La fiesta de graduación



"Con mucho afecto a mis alumnos recién graduados"

Era a finales del otoño de 1983. El día era gris en Munich, justo en la plazoleta que queda detrás de la puerta del Isar o Isartor, como se le conoce allí. Acompañado de la profesora de economía Christa Künneke, una de las dos hermanas que me habían invitado a conocer Alemania, entramos en el que había sido su centro de trabajo durante muchos años. Creo que tenía gusto de mostrármelo tanto como de volver a un lugar que le era tan familiar. Los que había sido sus compañeros le saludaron con mucho cariño, nos hicieron pasar y en la sala de profesores, con ventanales que dominaban la plaza, le mostraron que su taza seguía con todas las demás. Era un gesto cariñoso que simbolizaba quien fue y la consideración que todavía merecía. Es curioso que yo la conocí justo porque mi tía alemana, Hildegard, había sido alumna de esa escuela.

Creo que conozco esa sensación extraña de vuelta a un lugar que ha sido tu casa, de alguna manera, durante años. Todo es familiar, pero hay un vacío extraño mezclado de nostalgia y desarraigo. Me pasó con el colegio.
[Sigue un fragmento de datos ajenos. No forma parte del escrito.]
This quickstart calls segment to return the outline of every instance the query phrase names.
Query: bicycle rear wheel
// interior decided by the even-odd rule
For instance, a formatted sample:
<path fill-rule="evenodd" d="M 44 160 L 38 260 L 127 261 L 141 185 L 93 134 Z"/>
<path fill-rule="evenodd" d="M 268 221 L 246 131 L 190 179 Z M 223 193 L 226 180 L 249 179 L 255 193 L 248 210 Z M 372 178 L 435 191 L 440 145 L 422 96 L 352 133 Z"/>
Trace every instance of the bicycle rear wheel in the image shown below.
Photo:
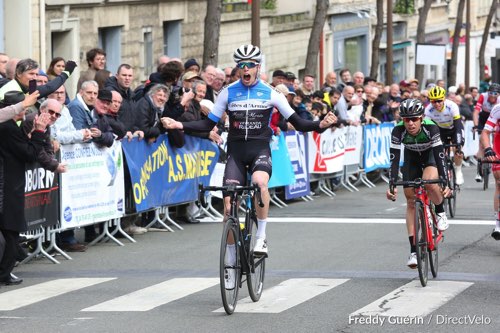
<path fill-rule="evenodd" d="M 252 301 L 257 302 L 262 295 L 262 290 L 264 289 L 264 274 L 266 271 L 266 257 L 265 256 L 255 256 L 253 254 L 253 248 L 255 246 L 254 235 L 257 233 L 257 219 L 255 217 L 247 216 L 250 221 L 247 221 L 247 234 L 249 239 L 249 250 L 248 250 L 248 266 L 249 270 L 247 273 L 247 285 L 248 293 Z"/>
<path fill-rule="evenodd" d="M 232 314 L 238 302 L 238 291 L 241 284 L 241 264 L 238 250 L 238 229 L 236 229 L 234 218 L 229 218 L 224 225 L 220 244 L 220 291 L 222 304 L 227 314 Z M 229 244 L 231 241 L 233 244 Z M 231 259 L 232 258 L 232 259 Z M 229 281 L 227 278 L 233 278 Z"/>
<path fill-rule="evenodd" d="M 446 198 L 448 203 L 448 210 L 450 212 L 450 217 L 455 217 L 455 213 L 457 211 L 457 175 L 455 173 L 455 168 L 453 167 L 453 163 L 451 163 L 451 169 L 449 172 L 449 181 L 450 181 L 450 189 L 453 190 L 451 197 Z"/>
<path fill-rule="evenodd" d="M 431 218 L 429 216 L 429 218 Z M 437 223 L 436 223 L 436 217 L 433 214 L 432 215 L 432 221 L 429 221 L 432 223 L 431 229 L 432 229 L 432 238 L 434 239 L 434 250 L 430 251 L 429 250 L 429 265 L 431 266 L 431 273 L 432 277 L 436 277 L 438 275 L 438 268 L 439 268 L 439 247 L 438 247 L 438 235 L 439 235 L 439 230 L 437 228 Z"/>
<path fill-rule="evenodd" d="M 429 252 L 427 251 L 427 229 L 422 202 L 415 202 L 415 247 L 417 251 L 418 276 L 422 287 L 427 285 L 429 275 Z"/>

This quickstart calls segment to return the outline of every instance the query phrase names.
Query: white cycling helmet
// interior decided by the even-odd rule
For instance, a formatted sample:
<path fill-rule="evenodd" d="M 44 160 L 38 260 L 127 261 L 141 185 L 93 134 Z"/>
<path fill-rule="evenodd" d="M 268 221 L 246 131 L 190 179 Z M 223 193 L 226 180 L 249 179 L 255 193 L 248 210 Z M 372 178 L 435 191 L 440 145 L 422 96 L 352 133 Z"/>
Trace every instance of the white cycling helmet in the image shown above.
<path fill-rule="evenodd" d="M 262 52 L 257 46 L 252 44 L 241 45 L 234 51 L 233 59 L 235 62 L 253 60 L 260 64 L 262 60 Z"/>

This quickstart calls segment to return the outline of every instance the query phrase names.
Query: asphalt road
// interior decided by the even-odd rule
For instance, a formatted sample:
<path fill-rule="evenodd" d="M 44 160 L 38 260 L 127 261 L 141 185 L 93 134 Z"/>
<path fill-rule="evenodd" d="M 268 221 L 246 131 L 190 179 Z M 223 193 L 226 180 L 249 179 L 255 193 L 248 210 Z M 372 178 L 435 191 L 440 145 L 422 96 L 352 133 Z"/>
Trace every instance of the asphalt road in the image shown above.
<path fill-rule="evenodd" d="M 273 207 L 262 299 L 246 304 L 244 286 L 231 316 L 220 312 L 221 224 L 184 224 L 57 256 L 59 265 L 43 257 L 20 265 L 23 284 L 0 288 L 0 332 L 499 331 L 493 190 L 473 174 L 465 169 L 439 275 L 425 288 L 405 266 L 405 202 L 387 201 L 378 183 Z"/>

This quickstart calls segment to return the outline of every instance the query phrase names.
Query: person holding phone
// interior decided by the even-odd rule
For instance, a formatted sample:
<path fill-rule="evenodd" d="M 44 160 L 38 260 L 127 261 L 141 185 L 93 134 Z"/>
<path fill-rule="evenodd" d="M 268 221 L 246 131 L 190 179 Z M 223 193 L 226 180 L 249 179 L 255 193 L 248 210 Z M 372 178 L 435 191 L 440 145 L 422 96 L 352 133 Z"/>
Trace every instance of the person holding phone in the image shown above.
<path fill-rule="evenodd" d="M 20 91 L 26 94 L 38 90 L 40 92 L 39 98 L 47 97 L 66 82 L 75 68 L 76 63 L 68 61 L 65 70 L 59 76 L 47 84 L 37 87 L 38 63 L 33 59 L 22 59 L 17 63 L 14 79 L 0 89 L 0 101 L 4 99 L 4 95 L 8 91 Z M 35 83 L 30 83 L 30 81 Z"/>

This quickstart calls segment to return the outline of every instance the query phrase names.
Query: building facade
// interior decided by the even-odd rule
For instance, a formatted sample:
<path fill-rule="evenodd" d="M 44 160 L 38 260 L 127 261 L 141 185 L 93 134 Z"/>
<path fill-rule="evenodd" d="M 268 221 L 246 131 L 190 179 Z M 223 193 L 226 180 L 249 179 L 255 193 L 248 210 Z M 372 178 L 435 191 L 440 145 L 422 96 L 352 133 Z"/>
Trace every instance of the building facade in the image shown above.
<path fill-rule="evenodd" d="M 492 0 L 473 1 L 471 22 L 471 85 L 479 80 L 478 52 Z M 384 4 L 386 2 L 384 1 Z M 414 76 L 417 9 L 423 0 L 404 2 L 415 9 L 393 14 L 393 78 Z M 260 41 L 265 53 L 263 69 L 304 74 L 307 45 L 315 15 L 314 0 L 261 0 Z M 398 5 L 398 0 L 394 0 Z M 426 43 L 451 49 L 458 0 L 434 0 L 426 24 Z M 223 0 L 218 66 L 232 66 L 232 51 L 251 40 L 251 10 L 246 0 Z M 398 7 L 399 8 L 399 7 Z M 386 12 L 386 8 L 384 7 Z M 134 68 L 135 85 L 156 68 L 156 59 L 167 54 L 183 60 L 203 55 L 203 0 L 0 0 L 0 52 L 11 57 L 32 57 L 47 68 L 55 56 L 76 60 L 86 70 L 85 53 L 101 47 L 107 69 L 114 73 L 121 63 Z M 20 15 L 22 13 L 22 15 Z M 384 20 L 387 16 L 384 15 Z M 328 71 L 349 68 L 370 72 L 372 39 L 376 25 L 375 0 L 330 0 L 321 43 L 318 85 Z M 494 22 L 498 21 L 495 16 Z M 486 64 L 495 71 L 500 49 L 498 28 L 491 27 Z M 380 45 L 379 81 L 385 80 L 386 25 Z M 448 52 L 449 57 L 449 52 Z M 465 45 L 459 48 L 459 68 L 464 67 Z M 493 60 L 492 60 L 493 59 Z M 463 82 L 464 70 L 458 70 Z M 426 66 L 425 78 L 445 78 L 446 67 Z M 76 80 L 68 87 L 74 93 Z M 76 88 L 75 88 L 76 89 Z"/>

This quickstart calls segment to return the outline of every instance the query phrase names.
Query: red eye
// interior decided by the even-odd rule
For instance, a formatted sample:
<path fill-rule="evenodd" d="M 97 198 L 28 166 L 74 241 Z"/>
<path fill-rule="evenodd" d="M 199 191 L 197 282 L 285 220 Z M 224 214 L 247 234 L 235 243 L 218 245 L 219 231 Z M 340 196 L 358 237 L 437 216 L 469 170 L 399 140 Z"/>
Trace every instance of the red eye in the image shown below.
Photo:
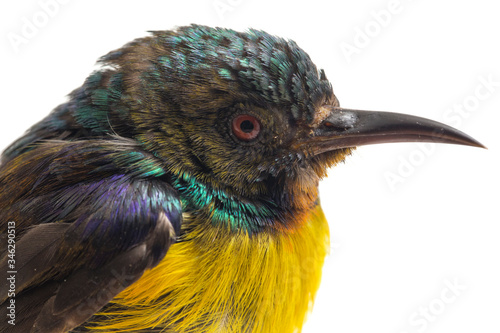
<path fill-rule="evenodd" d="M 242 114 L 233 119 L 232 129 L 238 139 L 250 141 L 259 135 L 260 123 L 254 116 Z"/>

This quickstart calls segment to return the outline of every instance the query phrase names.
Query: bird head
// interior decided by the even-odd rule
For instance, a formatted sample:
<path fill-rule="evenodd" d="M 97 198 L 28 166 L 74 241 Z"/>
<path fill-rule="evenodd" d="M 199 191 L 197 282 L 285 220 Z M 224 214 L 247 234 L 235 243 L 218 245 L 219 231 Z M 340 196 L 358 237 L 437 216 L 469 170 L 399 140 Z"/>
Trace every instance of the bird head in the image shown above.
<path fill-rule="evenodd" d="M 481 146 L 424 118 L 340 108 L 324 71 L 295 42 L 263 31 L 158 31 L 101 62 L 109 73 L 100 85 L 119 81 L 107 118 L 120 135 L 139 141 L 174 174 L 248 197 L 269 186 L 312 191 L 356 146 Z"/>

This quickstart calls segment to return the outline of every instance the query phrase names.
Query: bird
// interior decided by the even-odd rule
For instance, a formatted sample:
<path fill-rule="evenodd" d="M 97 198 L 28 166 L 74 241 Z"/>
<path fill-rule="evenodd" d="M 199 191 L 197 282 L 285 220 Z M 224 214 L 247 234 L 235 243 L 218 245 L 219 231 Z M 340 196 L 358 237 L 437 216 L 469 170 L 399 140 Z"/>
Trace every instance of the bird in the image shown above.
<path fill-rule="evenodd" d="M 484 148 L 340 107 L 304 50 L 261 30 L 151 31 L 98 63 L 1 156 L 2 332 L 300 332 L 327 171 L 363 145 Z"/>

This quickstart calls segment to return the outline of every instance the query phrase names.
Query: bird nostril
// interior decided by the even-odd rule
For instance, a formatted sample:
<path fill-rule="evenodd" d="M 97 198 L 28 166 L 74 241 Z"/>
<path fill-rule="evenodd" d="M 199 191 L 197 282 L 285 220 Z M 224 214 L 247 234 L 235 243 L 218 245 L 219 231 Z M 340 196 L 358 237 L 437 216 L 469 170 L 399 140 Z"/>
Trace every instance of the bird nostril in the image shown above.
<path fill-rule="evenodd" d="M 339 111 L 329 115 L 321 126 L 327 131 L 346 131 L 353 128 L 357 122 L 357 117 L 346 111 Z"/>
<path fill-rule="evenodd" d="M 322 127 L 327 131 L 345 131 L 351 126 L 339 122 L 334 123 L 331 121 L 325 121 L 323 122 Z"/>
<path fill-rule="evenodd" d="M 326 128 L 329 128 L 329 129 L 338 129 L 338 128 L 342 128 L 342 127 L 339 127 L 339 126 L 336 126 L 334 123 L 330 122 L 330 121 L 325 121 L 323 123 L 323 126 L 326 127 Z"/>

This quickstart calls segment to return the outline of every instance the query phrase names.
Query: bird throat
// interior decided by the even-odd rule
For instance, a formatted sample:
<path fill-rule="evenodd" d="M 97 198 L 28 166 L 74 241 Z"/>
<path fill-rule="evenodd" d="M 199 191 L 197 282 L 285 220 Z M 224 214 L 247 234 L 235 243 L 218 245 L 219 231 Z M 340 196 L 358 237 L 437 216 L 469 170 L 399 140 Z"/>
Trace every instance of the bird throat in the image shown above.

Cuando volví me sentí ajeno, como envuelto en una fina película, transparente pero impermeable y que me aislaba de sus muros. Ya no era mi tiempo.

Ayer fue el día de la despedida de los alumnos de la promoción del 2014 de nuestro instituto. Habían trabajado con mucho esmero para que todo fuera perfecto en el que fue su día. Ellos y ellas lucían esa belleza tan deslumbrante como tremendamente efímera que se tiene a los dieciocho años. Lejos de su niñez representaban su primer papel de adultos frente a la sociedad. Los padres, sin ser conscientes, entraban en esa etapa de vuelta a los cuarteles de invierno, a esa transición de la madurez a la ancianidad. Los hermanos pequeños soñaban con su día y los mayores lo recordaban. Profesores jóvenes cumplieron con su papel haciendo su discurso junto a veteranos ya retirados que había vuelto para la ocasión.
Mientras miraba las imágenes de los vídeos y sus discursos mi mente vagaba por los recuerdos de los muchos alumnos que ya han pasado por nuestro instituto. Ellos, los que se despiden, son una generación que se ha criado en el mundo audiovisual y se expresaron como saben, con decenas de imágenes de tantas experiencias compartidas. Sin ser del todo conscientes ya estaban manifestando la nostalgia del que envejece y el poder de las imágenes de evocar el tiempo perdido.
Los adolescentes tienen muy poca perspectiva del mundo. Sienten que les pertenece y que lo están inventando. En realidad viven su momento, tal como hicimos nosotros, con la frescura del que cree que acaba de descubrir un nuevo planeta. Les falta la perspectiva vital que nos muestra crudamente que sólo son inquilinos de un edificio, de un presente que para los profesores, nosotros, se alarga décadas pero igualmente concluye cuando nos llega el tiempo del retiro.
El tiempo transcurre al son de un cuarteto de cuerda barroco. Los violines marcan el paso de las estaciones y los años se escurren entre los dedos como las ondas musicales que se pierden en el cosmos.
Somos viajeros de un mundo que, en realidad, no nos pertenece. La realidad siempre fue efímera y nos vencen los plazos antes que nos demos cuenta. Hace un año se graduaba mi hija, hace ya tres lo hacía en su antiguo colegio. En las paredes del mismo sigue colgando aquel cómic con ranitas que, como padre, le tuve que ayudar a hacer cuando estaba en los primeros cursos del colegio. Eso y él recuerdo es lo que queda de tantos años desde la tierna infancia a la primera adolescencia. Donde yo estudié creo que sigue la orla con las caras de los niños de los setenta, algunos fallecidos y la mayoría desconocidos, ausentes.

 El tiempo parece que ha volado, pero a la vez visto desde otras perspectivas ha discurrido como un aceite espeso que gotea desde una repisa. La vida sigue. Hay que vivir el momento. ¡Carpe diem!